OPINIÃO VITOR RUI DORES | A Força das Sentenças ou as memórias de um desmemoriado

 





A Força das Sentenças

ou as memórias de um desmemoriado

 

“Escondo-me na névoa baça e apalpo o nada, na esperança de encontrar outro eu, dali, daquele lado fosco, embaciado, e com os dias, as semanas e os meses, sem que encontre nada a que me agarrar”. (pág. 81)

 

            Pedro Almeida Maia, o mais cinematográfico dos escritores açorianos, soma e segue.

Deste autor, acabo de ler uma novela de particular interesse para a literatura e para a neurociência: A Força das Sentenças (On y va, 2023), obra vencedora do Prémio Literário Manuel Teixeira Gomes 2023 (em 120 trabalhos apresentados), lançado pela Câmara Municipal de Portimão com o objetivo de promover e estimular a criação literária.

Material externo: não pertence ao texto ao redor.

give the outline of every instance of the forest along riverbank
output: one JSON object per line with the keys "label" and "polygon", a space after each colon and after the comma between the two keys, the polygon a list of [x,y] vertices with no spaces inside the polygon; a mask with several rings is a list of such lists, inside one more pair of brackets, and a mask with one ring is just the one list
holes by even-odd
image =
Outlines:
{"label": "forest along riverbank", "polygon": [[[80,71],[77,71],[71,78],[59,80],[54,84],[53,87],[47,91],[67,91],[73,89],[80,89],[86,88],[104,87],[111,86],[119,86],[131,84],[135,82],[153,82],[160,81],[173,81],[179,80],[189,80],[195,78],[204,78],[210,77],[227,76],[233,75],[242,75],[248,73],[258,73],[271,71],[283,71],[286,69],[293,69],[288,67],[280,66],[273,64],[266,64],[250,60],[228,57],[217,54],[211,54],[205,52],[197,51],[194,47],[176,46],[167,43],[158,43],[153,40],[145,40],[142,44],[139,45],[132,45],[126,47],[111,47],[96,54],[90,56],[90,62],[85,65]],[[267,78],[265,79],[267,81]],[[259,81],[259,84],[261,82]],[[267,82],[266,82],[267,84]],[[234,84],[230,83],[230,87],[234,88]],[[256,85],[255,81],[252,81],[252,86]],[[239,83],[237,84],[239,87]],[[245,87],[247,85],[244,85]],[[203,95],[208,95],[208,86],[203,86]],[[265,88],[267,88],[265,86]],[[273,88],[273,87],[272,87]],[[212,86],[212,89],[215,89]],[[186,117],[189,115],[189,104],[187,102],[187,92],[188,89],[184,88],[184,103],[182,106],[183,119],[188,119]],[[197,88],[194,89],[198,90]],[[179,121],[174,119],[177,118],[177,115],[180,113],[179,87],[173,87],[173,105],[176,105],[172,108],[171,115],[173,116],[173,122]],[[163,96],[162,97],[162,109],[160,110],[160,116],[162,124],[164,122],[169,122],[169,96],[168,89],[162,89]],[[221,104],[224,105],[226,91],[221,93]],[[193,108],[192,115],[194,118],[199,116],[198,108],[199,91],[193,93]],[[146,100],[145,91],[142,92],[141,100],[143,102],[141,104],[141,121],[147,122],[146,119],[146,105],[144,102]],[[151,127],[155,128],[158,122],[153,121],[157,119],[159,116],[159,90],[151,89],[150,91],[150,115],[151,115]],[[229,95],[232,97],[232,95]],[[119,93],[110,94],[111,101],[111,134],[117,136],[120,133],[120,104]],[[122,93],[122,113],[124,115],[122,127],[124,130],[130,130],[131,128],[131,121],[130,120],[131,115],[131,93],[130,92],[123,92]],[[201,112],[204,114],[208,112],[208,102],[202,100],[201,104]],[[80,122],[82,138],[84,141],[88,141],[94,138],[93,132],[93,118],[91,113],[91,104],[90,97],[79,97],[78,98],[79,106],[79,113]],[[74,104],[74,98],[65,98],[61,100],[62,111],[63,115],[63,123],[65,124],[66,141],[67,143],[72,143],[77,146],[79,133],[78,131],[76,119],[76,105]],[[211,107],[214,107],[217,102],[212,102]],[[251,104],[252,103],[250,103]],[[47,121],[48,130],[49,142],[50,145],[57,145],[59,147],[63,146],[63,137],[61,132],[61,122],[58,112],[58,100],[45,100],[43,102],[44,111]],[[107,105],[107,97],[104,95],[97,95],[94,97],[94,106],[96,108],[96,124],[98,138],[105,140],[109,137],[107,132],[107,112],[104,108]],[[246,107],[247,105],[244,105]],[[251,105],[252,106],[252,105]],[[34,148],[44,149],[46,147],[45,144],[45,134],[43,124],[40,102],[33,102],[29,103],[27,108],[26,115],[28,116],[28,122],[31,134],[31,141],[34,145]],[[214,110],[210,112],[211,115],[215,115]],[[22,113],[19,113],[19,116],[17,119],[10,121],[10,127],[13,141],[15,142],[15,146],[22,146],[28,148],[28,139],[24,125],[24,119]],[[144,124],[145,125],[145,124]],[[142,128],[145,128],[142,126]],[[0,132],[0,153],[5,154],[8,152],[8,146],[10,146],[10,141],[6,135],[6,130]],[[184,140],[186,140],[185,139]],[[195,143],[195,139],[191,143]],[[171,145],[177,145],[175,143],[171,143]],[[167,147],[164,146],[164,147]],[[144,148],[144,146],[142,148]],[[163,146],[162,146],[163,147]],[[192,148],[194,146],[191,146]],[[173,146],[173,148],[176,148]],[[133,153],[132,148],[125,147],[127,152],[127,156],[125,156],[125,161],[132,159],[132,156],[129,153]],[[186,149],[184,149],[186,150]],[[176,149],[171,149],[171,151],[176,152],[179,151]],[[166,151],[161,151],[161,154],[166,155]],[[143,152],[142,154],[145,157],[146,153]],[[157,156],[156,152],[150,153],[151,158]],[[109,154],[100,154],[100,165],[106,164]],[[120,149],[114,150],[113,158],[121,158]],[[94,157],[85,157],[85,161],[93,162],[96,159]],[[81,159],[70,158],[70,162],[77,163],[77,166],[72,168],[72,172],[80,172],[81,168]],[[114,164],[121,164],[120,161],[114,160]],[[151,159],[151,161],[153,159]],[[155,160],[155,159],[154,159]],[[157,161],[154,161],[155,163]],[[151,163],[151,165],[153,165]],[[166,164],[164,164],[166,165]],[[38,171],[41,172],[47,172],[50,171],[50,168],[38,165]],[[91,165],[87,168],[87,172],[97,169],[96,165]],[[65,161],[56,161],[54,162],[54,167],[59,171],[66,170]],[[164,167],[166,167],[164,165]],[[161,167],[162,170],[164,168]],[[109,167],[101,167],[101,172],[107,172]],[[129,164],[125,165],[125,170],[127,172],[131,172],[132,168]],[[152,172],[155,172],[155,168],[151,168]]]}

            Aqui lemos a história de Penedo Quental, professor e escritor, a quem é diagnosticado a doença de Alzheimer, pouco tempo depois de enviuvar. Através de um intenso e perturbante monólogo interior, ele (o professor) vai escrevendo sobre o seu dia a dia na sua relação (conflituosa) com os outros: Sarah, a filha; Isaura, a governanta; Olália, a vizinha. Apreensivas e impotentes, elas vão assistindo à degradação e à descaracterização daquele homem em fase de progressivo estado de demência, com consequências devastadoras para a família. Como personagens secundárias, temos o sr. António da pastelaria, a médica Madalena Ataíde e os cuidadores Verónica e Bernardo.

Consciente da sua doença degenerativa, sentindo-se um “empecilho” para os outros, mas em estado de negação, Quental, dotado de sarcasmo e de sentido crítico, escreve e escreve-se. Com perseverança, obstinação e lucidez intermitente, numa desesperada tentativa de resolução de problemas interiores. Quiçá em forma de autopsicoterapia, e disso fazendo catarse. Sempre acompanhado de seu cão, que ora vai chamando de D´Artagnan, Aramis, Porthos ou Athos, o protagonista evoca memórias vividas e sentidas: a lembrança de Josefa, a mulher amada; a saudade do que ficou e/ou poderia ter acontecido; as vivências açorianas (foi docente na ilha de São Miguel) e africanas (Moçambique, a Guerra Colonial e a memória de ver matar e morrer, em páginas de tocante humanidade).

 “A esperança não morre, nós é que a ignoramos”, escreve o narrador (página 71). Atento ao que se passa à sua volta, ele vai assistindo a séries sobre animais na BBC, a partir das quais faz comparações com a sua situação clínica e tira conclusões:

Um atum pode nadar mais de sessenta quilómetros por dia, mas eu estava incapaz de dar um único passo na tela em branco em que se tornara a minha vida” (pág. 131).

Deitado numa cama de rede, ou no lar de idosos para onde mais tarde irá parar, divorciado da realidade e fazendo por esquecer o abismo da morte, ele mantém-se vivo com as lembranças do passado, partilhando sentimentos, estados de alma e sonhos, resultando notáveis descrições a partir destes.

Quental, procurando o eu no outro eu, vai (d)escrevendo a sua gradual perda de memória e de controlo sobre as emoções, o estado de consciência alterado, a compulsividade obsessiva, a dificuldade em reconhecer os outros, as alterações de comportamento e personalidade... Mero pretexto, afinal, para uma reflexão sobre o sentido da vida e questionação do destino do homem no palco do mundo.

“Leio o que já escrevi e entristeço-me por apenas existir no papel (…)”, lê-se na página 56. A Força das Sentenças, escrito com fluência narrativa, grande espessura evocativa e uma muito atenta observação do humano, é isso mesmo: um livro sobre a condição humana. E tem a força de uma qualidade literária. Devo aqui confessar que já há muito tempo não me sensibilizava nem me comovia tanto com uma narrativa, possivelmente desde que li De Profundis, Valsa Lenta (1997), de José Cardoso Pires – descrição, a posteriori, de um acidente vascular cerebral sofrido pelo próprio escritor.

Depois de Bom Tempo no Canal - A Conspiração da Energia (Letras Lavadas, 2012), Capítulo 41 – a Redescoberta da Atlântida (Letras Lavadas, 2013), Nove Estações (Letras Lavadas, 2014), A Viagem de Juno (Letras Lavadas, 2019), Ilha-América (Letras Lavadas, 2020), A escrava Açoriana (Cultura Editora, 2022) e agora com a novela em análise, o ex-guitarrista e atual psicólogo e escritor Pedro Almeida Maia vai continuar a levantar os véus da alma humana.